NASA was (is) an organization of thousands of people - and cannot "want" anything. A small group of people, who had no funding, wanted to use Skylab in conjunction with the Shuttle, but that was just one of the dozens (hundreds?) of pie-in-the-sky ideas various groups within NASA generate on an annual basis. Very few space fanboys realize this and presume every single dammed one of those gotta-publish-something-to-keep-my-job studies and "plans" (was) is something "NASA wanted to do" no matter how ludicrous the idea was. Actually, the more ludicrous the idea the more the space fanboys love it, because it's just more ammo for their ignorant whinging about NASA's "failures". Ignorant because on top of not grasping the pie-in-the-sky nature of many of those "plans", they fail to realize that NASA is not an independent organism - but rather is a branch of the Executive Department and only does what the Executive approves and Congress fails.
 

Congress did not fund this cheap solution, so we ended-up dumping $100 Billion and ten years of construction time into building ISS to get a similar orbital capability (Skylab had 320 cubic meters pressurized volume, that's more than the US part of the ISS).

What's interesting here is you claim Skylab would provide similar capability - but then rather than comparing capability, you compare volume. Thus, probably inadvertently due to gross ignorance, you reveal the shallowness of your knowledge. In reality, Skylab didn't have a fraction of *any* of the capabilities of the ISS. It doesn't produce as much power, could only support a much smaller crew, and wasn't equipped with but a fraction of the scientific equipment, etc... (Even though Skylab and the ISS have a similar volume, the ISS has almost six times the mass. There's a reason for that.) Nor, given the small diameter of it's hatches, could it have been reasonably refitted to provide significant extended capability. Raw volume is impressive, but it's no more useful than an empty house. It's useful stuff that make a house or a space station useful, and Skylab was grossly lacking in that department.
 

The shuttle could have then flown additions to Skylab (which had a docking adapter for multiple visiting vehicles).

Yes, Skylab had a docking adapter for visiting vehicles. No, they weren't useful for adding additional modules. On top of lacking the structural strength, they had no provision for routing power, life support, data, etc. (Not without running cables through the already narrow docking tunnel - not that there was anywhere to hook them to on the Skylab end anyhow.)
 

When Skylab re-entered the atmosphere it did so under remote control from the ground, with its systems fully functioning until they were destroyed by the reentry.

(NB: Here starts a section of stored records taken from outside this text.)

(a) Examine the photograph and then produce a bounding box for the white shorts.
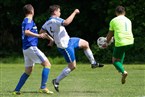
[23,46,47,67]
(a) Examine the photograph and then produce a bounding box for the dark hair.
[49,5,60,14]
[23,4,34,15]
[115,6,125,14]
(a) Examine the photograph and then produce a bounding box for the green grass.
[0,63,145,97]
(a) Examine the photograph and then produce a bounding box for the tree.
[0,0,144,63]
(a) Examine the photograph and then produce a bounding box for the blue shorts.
[58,37,80,63]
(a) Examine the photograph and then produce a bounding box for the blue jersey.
[22,18,38,50]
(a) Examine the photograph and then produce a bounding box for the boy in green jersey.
[104,6,134,84]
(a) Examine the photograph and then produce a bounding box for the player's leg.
[13,68,32,95]
[56,43,77,83]
[78,39,104,68]
[30,47,53,94]
[120,45,133,84]
[113,45,133,70]
[113,57,128,84]
[13,53,33,95]
[112,46,127,74]
[112,57,125,74]
[40,60,51,89]
[52,62,76,92]
[55,61,76,83]
[112,46,128,84]
[39,59,53,94]
[52,46,76,92]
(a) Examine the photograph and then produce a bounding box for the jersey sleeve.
[109,20,114,31]
[55,17,64,26]
[42,17,64,33]
[42,23,47,31]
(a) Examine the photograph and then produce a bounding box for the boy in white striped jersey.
[40,4,104,92]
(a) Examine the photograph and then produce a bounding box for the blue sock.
[41,67,50,89]
[15,73,29,91]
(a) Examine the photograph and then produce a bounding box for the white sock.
[84,49,96,64]
[56,67,71,83]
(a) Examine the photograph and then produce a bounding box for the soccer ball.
[97,37,114,49]
[97,37,107,49]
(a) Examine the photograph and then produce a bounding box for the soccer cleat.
[39,88,53,94]
[91,63,104,68]
[121,71,128,84]
[52,79,59,92]
[12,91,21,95]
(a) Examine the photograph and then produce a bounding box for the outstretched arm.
[63,9,80,26]
[25,30,46,38]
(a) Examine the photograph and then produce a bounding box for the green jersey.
[109,15,134,47]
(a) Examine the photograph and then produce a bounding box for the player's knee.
[80,39,89,49]
[25,67,33,75]
[42,60,51,68]
[68,63,76,71]
[112,57,121,64]
[69,65,76,71]
[85,41,89,48]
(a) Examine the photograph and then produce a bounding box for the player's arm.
[106,30,114,44]
[106,19,114,43]
[39,29,54,41]
[25,30,46,38]
[39,29,54,46]
[102,31,114,48]
[63,9,80,26]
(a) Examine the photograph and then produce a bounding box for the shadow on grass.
[63,90,99,94]
[3,90,53,96]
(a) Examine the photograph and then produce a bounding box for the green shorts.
[113,44,133,59]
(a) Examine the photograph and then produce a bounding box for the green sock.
[113,61,124,74]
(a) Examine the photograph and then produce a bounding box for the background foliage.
[0,0,145,63]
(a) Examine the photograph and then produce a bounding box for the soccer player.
[104,6,134,84]
[13,4,54,95]
[39,4,104,92]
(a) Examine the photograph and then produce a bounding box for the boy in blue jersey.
[39,5,104,92]
[13,4,54,95]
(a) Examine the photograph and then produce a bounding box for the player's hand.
[102,42,108,49]
[74,9,80,14]
[38,33,48,39]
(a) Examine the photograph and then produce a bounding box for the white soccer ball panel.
[97,37,107,49]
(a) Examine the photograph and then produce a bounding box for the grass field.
[0,63,145,97]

No, they weren't "fully functioning". The third crew had to use a lashed up servicing system to replenish the freon loops in the air lock module (which were leaking). The also had to perform a spacewalk to install a back up set of rate gyros since the original set were failing. (Etc... etc...) Skylab was worn out, and it's equipment was beginning to fail even while the manned occupancy program was in progress.

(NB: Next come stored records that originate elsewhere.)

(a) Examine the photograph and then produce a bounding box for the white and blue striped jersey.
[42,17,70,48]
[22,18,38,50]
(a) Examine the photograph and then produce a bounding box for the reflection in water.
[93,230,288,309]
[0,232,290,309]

A lot of people believe that Skylab was some lunar landing level program, and that in the same vein "tossing it aside" represented the loss of some grand capability. Nothing could be further from the truth. Skylab was a shoestring budget program subsisting on Apollo's leftovers and discards. (To the point where they had to take a hatch off an unused Gemini to provide an EVA hatch - they had no money to develop or build one of their own.) It had a minimal lifespan and modest scientific capability with no capacity for significant resupply, replenishment, refitting or extension.